SMALL FARM BOY vs. BIG FARM MACHINE



Pulled to a ripened wheat field by a tractor, this great beast called a binder was soon turned to the task at hand. To a boy of eight, it was clearly a thing to be followed and catch a ride on when Pop wasn’t around. Think of it as an oversized scythe mower like highway crews use.
The farm binder did more than just cut grain, it bundled the straw in manageable sheaves for hauling to the barnyard and an itinerant threshing crew which took a tithe in wheat grains. But back to the field and the binder.

A huge reel with slim wooden paddles deftly swept the cut grain onto a moving canvas belt and into a bundler. Wowee, the thing wrapped twine around a bundle of suitable size and kicked it right out to be tossed on wagons. And tied a neat knot in the twine to keep it together!

It was marvelous, but things do go wrong–as they have since mankind made his first appearance--yet managed to survive. One glorious afternoon in late summer I followed the sound of engines and mower-snicker and hitched a ride on the binder.

While balancing on a narrow border facing the reel and mesmerized by the march of wheat on the conveyor belt, the tractor suddenly stopped and I belly-flopped onto the wide belt.

Just as suddenly the tractor started forward again with a small, panicked boy carried merrily along on the big belt. No desert was harder to cross than the one I scrambled over to the edge and fell off on spiky wheat stubble. That stuff stings a bare back and legs, and a butt clad in thin shorts. But at least the ground was not moving. A bit later, the tractor driver heard words that boys of tender years should not know.
Nevertheless, with the obduracy of youth, I later wangled a short stint in the binder operator’s seat and access to levers unmanageable by small boys.

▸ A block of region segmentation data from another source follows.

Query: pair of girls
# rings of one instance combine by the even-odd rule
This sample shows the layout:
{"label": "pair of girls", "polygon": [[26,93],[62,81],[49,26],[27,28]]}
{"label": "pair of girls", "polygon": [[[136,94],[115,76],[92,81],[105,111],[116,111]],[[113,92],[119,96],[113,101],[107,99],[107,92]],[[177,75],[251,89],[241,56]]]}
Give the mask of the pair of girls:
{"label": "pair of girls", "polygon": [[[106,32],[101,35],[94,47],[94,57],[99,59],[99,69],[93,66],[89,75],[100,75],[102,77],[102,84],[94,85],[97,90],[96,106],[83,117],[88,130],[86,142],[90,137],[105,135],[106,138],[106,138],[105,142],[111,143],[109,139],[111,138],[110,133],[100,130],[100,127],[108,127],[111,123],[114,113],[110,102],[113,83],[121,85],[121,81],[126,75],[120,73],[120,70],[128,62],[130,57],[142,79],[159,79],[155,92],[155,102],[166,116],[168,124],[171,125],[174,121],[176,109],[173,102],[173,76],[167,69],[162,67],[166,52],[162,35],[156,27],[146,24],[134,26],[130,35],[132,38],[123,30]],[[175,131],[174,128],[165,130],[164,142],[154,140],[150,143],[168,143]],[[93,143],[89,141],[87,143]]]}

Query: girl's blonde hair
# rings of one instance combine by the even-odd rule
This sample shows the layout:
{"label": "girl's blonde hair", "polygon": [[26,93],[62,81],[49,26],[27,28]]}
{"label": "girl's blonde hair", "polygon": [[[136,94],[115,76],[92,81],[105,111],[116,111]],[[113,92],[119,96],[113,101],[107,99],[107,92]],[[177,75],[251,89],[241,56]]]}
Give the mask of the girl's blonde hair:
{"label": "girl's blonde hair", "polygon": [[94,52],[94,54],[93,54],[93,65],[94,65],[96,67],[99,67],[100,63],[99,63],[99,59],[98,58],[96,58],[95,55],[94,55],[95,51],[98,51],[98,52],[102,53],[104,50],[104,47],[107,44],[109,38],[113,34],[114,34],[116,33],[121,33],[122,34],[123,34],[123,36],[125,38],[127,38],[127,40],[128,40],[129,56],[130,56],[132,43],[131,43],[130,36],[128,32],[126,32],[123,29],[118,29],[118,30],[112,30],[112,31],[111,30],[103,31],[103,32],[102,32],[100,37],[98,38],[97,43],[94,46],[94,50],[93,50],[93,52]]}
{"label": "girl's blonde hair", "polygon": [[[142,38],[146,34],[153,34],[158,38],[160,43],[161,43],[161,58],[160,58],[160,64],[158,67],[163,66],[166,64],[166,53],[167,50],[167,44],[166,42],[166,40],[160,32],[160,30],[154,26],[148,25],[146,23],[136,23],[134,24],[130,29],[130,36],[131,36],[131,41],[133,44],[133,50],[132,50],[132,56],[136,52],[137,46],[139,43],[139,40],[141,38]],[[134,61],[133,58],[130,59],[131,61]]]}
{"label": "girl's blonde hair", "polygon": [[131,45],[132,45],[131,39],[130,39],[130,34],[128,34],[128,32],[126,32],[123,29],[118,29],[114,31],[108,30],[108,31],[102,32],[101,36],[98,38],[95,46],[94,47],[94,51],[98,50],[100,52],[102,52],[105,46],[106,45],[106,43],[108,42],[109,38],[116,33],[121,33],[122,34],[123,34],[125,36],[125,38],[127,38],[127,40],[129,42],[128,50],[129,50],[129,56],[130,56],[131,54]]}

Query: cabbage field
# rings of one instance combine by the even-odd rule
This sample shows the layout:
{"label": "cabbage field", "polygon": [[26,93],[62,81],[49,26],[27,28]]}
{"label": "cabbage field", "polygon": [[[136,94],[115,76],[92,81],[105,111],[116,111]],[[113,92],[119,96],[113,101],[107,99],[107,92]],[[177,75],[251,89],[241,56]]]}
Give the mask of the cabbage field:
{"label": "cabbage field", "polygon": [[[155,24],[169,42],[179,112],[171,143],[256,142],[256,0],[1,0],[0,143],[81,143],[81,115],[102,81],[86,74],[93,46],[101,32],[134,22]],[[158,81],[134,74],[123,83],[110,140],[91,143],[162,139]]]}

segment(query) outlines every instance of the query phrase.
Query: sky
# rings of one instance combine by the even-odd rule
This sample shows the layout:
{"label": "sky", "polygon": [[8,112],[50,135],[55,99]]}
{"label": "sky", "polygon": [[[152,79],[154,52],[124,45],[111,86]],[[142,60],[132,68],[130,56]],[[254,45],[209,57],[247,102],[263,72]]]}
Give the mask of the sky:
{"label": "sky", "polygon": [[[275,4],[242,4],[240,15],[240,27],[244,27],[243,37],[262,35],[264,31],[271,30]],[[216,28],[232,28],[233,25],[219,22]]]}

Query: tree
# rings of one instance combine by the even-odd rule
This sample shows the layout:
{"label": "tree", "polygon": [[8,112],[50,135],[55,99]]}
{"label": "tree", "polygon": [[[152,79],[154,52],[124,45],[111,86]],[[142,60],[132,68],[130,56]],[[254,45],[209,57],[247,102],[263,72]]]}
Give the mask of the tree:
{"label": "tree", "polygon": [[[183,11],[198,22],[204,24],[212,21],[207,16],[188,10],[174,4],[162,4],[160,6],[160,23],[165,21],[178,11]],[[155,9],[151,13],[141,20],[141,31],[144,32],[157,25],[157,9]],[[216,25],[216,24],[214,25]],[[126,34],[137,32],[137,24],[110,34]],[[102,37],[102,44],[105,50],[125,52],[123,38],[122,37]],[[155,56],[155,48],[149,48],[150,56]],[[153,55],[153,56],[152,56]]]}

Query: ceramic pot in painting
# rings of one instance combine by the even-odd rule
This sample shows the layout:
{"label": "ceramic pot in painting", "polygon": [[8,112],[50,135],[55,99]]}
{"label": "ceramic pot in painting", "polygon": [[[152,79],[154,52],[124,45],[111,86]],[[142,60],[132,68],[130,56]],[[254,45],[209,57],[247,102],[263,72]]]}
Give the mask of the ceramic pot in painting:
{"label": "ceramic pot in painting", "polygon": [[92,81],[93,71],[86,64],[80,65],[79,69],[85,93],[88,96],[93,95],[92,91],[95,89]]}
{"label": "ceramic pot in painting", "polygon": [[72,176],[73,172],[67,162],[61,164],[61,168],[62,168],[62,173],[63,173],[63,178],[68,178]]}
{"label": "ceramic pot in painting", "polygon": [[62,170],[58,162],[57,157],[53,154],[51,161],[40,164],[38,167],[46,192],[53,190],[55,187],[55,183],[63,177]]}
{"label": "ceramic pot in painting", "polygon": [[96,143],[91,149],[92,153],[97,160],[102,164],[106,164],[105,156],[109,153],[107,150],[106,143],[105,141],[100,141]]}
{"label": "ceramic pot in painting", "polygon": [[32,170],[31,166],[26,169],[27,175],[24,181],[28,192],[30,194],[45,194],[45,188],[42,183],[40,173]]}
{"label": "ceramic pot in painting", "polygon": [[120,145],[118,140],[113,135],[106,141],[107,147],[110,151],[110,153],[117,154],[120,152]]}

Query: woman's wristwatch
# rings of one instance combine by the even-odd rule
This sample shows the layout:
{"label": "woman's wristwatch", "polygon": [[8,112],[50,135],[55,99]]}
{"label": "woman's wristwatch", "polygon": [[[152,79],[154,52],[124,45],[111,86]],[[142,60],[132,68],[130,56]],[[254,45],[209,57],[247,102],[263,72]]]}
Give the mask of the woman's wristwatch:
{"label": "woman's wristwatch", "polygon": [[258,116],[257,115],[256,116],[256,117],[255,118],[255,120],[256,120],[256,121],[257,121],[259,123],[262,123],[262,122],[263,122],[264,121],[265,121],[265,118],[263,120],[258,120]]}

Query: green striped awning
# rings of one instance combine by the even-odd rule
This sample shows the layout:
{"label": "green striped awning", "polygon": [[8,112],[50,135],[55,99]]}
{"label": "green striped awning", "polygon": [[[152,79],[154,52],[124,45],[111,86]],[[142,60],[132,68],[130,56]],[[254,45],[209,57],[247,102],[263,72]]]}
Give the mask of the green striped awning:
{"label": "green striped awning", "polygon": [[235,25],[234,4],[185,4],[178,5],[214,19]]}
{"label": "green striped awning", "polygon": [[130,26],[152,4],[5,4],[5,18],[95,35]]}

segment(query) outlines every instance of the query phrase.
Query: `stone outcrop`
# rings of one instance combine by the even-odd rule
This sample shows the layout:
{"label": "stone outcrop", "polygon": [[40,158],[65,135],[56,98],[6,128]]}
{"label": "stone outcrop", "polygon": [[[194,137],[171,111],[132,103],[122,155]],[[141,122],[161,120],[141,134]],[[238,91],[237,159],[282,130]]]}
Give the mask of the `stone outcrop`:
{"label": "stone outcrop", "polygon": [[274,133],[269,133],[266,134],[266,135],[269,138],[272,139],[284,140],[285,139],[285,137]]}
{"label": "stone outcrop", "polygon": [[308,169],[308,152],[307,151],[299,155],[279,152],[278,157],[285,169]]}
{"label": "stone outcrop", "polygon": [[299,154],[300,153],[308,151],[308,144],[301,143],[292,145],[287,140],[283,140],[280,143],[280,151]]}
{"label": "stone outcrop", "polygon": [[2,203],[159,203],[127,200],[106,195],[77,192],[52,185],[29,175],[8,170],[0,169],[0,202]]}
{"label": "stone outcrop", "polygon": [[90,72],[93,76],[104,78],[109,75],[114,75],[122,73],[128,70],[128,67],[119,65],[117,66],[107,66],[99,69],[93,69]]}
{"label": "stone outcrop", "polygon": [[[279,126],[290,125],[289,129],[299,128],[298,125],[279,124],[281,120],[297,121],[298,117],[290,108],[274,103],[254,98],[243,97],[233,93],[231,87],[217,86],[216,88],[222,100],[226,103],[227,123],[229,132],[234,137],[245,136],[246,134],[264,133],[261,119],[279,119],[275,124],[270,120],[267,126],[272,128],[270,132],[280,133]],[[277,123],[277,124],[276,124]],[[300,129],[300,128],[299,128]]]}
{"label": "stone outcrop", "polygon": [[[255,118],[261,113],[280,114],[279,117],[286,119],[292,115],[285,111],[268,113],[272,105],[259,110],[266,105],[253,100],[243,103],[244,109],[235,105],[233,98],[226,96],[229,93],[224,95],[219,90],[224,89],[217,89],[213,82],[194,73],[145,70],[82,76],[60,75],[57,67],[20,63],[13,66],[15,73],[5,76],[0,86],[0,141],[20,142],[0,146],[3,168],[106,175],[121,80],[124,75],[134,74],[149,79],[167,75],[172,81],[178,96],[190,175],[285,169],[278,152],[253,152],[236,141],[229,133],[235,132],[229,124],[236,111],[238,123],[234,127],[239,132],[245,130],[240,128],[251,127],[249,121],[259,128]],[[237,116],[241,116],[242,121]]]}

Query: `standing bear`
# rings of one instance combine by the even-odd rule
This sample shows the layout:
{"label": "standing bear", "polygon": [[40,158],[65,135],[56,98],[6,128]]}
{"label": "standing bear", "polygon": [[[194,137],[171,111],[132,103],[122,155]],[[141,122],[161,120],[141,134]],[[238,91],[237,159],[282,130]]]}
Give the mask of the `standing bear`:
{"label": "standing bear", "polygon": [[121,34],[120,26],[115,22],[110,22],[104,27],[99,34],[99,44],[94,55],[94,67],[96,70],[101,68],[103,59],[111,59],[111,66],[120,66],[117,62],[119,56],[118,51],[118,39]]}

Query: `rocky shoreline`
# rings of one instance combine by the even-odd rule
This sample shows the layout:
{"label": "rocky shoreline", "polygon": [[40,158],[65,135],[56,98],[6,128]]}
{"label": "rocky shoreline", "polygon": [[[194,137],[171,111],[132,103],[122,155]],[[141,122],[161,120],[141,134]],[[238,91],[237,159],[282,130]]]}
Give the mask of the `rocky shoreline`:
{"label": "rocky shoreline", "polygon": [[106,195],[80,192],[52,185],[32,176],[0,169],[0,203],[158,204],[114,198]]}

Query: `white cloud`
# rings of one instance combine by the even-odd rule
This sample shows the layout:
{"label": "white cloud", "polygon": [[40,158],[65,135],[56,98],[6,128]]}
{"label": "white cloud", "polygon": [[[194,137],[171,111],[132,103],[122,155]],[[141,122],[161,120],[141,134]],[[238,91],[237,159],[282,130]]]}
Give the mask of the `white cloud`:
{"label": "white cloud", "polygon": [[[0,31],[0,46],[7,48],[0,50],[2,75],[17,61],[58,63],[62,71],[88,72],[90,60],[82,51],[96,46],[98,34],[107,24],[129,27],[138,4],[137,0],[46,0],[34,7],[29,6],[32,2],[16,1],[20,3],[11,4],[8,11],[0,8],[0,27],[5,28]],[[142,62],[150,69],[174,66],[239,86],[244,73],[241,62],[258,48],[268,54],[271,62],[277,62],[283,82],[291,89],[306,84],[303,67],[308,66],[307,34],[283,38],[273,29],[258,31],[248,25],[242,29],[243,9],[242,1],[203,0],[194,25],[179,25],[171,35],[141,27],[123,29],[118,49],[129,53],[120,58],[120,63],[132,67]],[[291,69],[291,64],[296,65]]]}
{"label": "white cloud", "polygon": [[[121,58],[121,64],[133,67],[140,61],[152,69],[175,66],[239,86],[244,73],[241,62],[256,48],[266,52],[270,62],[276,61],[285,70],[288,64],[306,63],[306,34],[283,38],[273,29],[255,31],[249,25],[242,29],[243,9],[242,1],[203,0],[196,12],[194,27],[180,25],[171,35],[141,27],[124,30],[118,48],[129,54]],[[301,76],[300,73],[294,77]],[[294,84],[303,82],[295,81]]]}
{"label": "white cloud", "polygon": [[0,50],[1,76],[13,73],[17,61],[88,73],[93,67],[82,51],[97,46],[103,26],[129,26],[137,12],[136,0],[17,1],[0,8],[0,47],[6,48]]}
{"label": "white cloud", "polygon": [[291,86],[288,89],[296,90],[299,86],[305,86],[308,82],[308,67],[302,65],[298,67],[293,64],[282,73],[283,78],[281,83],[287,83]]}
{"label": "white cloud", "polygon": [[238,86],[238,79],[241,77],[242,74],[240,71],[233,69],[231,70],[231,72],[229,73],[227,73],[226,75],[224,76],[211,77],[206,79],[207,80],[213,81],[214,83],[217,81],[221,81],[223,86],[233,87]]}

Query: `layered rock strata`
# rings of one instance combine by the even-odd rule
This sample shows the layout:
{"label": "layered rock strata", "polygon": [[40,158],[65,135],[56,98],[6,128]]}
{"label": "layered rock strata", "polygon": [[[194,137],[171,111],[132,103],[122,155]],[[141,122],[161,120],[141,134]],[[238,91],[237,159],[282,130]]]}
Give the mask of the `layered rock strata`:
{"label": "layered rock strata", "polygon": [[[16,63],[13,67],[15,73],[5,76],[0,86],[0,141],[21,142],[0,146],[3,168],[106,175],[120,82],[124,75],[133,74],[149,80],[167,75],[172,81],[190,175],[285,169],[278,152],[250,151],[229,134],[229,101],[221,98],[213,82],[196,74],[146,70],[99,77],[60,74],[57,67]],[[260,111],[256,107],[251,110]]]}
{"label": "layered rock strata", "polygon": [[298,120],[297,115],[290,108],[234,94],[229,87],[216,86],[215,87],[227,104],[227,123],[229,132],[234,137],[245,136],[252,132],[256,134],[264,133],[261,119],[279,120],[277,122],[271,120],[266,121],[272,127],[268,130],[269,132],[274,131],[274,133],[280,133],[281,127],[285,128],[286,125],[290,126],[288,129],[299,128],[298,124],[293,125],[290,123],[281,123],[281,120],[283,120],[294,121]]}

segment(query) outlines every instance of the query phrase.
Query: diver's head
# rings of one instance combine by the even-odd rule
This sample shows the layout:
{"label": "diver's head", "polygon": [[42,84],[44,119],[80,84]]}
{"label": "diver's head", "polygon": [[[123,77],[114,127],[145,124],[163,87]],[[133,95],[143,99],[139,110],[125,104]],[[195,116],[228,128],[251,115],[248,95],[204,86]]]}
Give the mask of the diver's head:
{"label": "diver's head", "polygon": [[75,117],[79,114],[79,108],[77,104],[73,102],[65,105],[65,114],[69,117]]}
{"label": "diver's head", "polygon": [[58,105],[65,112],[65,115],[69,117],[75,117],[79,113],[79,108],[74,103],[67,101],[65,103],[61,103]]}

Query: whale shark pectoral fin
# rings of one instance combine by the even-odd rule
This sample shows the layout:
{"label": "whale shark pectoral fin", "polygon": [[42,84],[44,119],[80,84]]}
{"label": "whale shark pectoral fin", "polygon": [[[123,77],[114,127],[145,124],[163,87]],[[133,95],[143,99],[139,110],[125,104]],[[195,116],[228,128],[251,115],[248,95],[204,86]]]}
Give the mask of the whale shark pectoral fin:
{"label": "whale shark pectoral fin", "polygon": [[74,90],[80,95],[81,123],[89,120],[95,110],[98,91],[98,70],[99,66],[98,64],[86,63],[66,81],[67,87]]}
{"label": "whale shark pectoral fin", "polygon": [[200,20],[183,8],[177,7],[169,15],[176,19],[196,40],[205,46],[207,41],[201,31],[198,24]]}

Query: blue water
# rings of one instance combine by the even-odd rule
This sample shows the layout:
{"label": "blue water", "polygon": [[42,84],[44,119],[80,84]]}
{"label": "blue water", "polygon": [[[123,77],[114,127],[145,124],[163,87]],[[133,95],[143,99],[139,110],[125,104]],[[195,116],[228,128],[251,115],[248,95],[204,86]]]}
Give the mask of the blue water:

Now that boy has learned much about man’s progress from the hunter/gatherer ever moving with the seasons, but predestined toward controlling fire in caves and hanging around long enough to grow grain in successive seasons, devise machines to help with harvesting--and possibly kill fellow humans off as efficiently as they did the wooly mammoths.

Well, we do have central heating, TV, and lights at night. And the six-pound laptop computer that records these immortal syllables for all posterity. All with little thought to a cave bear stomping down the driveway.

Wanna bet?

Farming has always been a contest between man and earth’s elements--water, wind, soil, and even fire. A burning barn is an awful thing to see. But old farmers keep at it, no matter what the cost.